Her mevsimin kendine has güzellikleri var. Bu güzellikleri görmek için iç ve dış seyahate çıkmaya ihtiyaç var. Bu konuda bir irade ortaya koyması gerekir insanın. Yoksa çevresinde var olan güzelliklerin bile farkında değildir.
Güzelliklerin farkında olamamak yeni bir durum değildir aslında. Divan şairi Hayâlî Bey’in “Cihân-ârâ cihân içindedir ârâyı bilmezler/ Ol mahiler ki derya içredir deryayı bilmezler” beyti bu bağlamda dillere pelesenk olmuştur. “Dünyayı süsleyen, yine dünyanın içindedir, fakat kimse bunu bilmez; balıklar da denizin içinde oldukları hâlde denizi bilmezler.” diyen şair, çevresindeki güzellikleri, durumu bilmeyenlerin hâlini bir bakıma denizdeki balıklara benzetir.
İnsan hem nasibini hem de güzellikleri aramalı, kötülükleri değil. Aramak denince akıllara o söz geliverir: “Her arayan bulamaz, lakin bulanlar arayanlardır.” Bulduklarımız elbette sadece aradıklarımız değildir. Rabbin meccanen ikramları da vardır, onları da unutmamak lazım.
Çalışmanın tatilinde olsak da okumanın çalışmasında olmak, okumalara ara vermemek lazım. Okumak beyni besler, düşünmeyi geliştirir, ufku açar, farklı dünyalara yolculuğa vesile olur. Bilim insanlarına göre, beyin, okumayla beslenmezse bir anlamda kendi kendini tüketirmiş. Onun için okumayı ihmal etmeyelim.
***
Geçenlerde, sayfa refikimiz, yaşadığımız coğrafya itibariyle de hemşerimiz, coğrafya uzmanı, gezgin, muhterem Nurettin Bilgen Hocam “Edebiyatçısın, sen şiiri seversin.” diyerek iki kitap verdi elime. Bunlardan birincisi, Nazmi Emin tarafından hazırlanan “Doğuşundan Günümüze Bektaşilik” adını taşıyan araştırma inceleme kitabı; ikincisi ise ismini sosyal medyadan duyduğum ama henüz “rûberû” yani yüz yüze tanışmadığımız Fuat Eren’in “B_lki Stock_olm’de Bir B_nka Soymalıy_m” adlı şiir kitabı idi.
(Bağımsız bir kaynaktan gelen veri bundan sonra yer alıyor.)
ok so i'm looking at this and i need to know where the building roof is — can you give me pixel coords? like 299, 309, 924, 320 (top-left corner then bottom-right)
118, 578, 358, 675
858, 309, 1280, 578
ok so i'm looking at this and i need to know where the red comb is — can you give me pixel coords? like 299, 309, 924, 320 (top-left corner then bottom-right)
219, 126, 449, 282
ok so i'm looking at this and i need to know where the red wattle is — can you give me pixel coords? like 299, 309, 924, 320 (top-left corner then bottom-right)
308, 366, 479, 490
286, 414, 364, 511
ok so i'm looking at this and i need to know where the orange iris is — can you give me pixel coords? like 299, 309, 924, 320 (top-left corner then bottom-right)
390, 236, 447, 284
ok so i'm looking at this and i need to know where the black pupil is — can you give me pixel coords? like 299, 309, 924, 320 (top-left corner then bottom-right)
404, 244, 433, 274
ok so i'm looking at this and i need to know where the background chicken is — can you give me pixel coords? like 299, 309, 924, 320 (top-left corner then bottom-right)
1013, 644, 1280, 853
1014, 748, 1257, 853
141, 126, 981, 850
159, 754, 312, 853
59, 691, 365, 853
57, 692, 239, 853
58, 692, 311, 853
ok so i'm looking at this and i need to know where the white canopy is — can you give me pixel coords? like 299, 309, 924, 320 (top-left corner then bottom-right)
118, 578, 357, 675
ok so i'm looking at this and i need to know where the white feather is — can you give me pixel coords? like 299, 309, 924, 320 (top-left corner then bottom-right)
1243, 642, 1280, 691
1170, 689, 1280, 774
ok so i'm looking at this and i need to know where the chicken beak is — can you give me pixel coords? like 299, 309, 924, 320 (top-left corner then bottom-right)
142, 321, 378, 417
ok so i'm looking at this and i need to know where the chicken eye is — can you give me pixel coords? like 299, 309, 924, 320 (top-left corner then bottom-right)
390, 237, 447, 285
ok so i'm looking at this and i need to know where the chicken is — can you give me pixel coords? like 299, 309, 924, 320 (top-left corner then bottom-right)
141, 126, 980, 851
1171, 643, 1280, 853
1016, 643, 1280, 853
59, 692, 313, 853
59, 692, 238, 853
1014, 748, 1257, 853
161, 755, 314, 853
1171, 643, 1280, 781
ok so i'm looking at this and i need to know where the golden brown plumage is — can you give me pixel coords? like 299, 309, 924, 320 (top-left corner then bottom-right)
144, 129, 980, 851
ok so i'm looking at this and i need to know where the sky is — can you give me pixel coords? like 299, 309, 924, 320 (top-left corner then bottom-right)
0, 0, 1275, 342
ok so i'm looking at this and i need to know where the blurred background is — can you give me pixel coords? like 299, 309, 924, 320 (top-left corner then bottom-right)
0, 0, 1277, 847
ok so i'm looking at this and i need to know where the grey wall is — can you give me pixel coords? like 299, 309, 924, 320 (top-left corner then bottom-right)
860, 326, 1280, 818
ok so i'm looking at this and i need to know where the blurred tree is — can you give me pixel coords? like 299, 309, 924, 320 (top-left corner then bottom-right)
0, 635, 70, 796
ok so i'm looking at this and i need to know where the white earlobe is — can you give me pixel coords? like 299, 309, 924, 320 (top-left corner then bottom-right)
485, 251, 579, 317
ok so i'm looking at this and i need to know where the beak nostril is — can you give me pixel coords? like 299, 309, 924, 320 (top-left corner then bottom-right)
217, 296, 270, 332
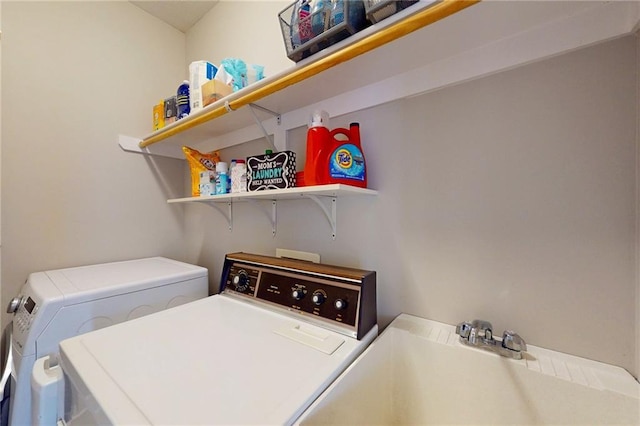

Şimdi bu ikinci kitap üzerinde bir yolculuğa çıkalım.
Fuat Eren’in “B_lki Stock_olm’de Bir B_nka Soymalıy_m” adlı şiir kitabı, Epona Yayınları’nın “Terrarium serisi” arasında Kasım-2022’de raflarda yer almış. Şairin ilk şiir kitabı ise 2015 yılında, “Kokusuz Bahçeler” adıyla Şule Yayınları arasında yayımlanmış. İsmini duyduğum hâlde şiirlerini henüz okuma imkânı elde edemediğim şair Fuat Eren’in şiirlerine de bir nebze olsun böylelikle ulaşmış oldum. Bu güzelliği için Hocam Nurettin Bilgen Bey’e teşekkür ederim.
Fuat Eren, kitabında yer verdiği kısa biyografisi şöyle: “1980 yılında İzmir’de doğdu. Şiirleri, denemeleri, inceleme, sinema ve müzik yazıları çeşitli fanzin ve dergilerde yayımlandı. Şiirleri İngilizceye çevrildi. Açık Şiir platformunun bir üyesi. İlk kitabı Kokusuz Bahçeler 2015’te yayımlandı.”
Temiz baskısı ve farklı tasarımı ile dikkatleri üzerine çeken “B_lki Stock_olm’de Bir B_nka Soymalıy_m” kitabının editörlüğünü Ercan y. Yılmaz yapmış. Kitap, “Amorf, Her Kapı Kendi Sesiyle Kapanır, Gemisini Kaybetmiş Çapa” adlı üç bölümden meydana geliyor. Bu bölümlerde, kimisi kısa kimisi uzun, 25 adet şiire yer verilmiş. Şiirlerin başlıkları bold/koyu olarak yazılmış, bazı şiirlerde ara başlıklara yer verilmiş, bazılarında da rakam kullanılmış.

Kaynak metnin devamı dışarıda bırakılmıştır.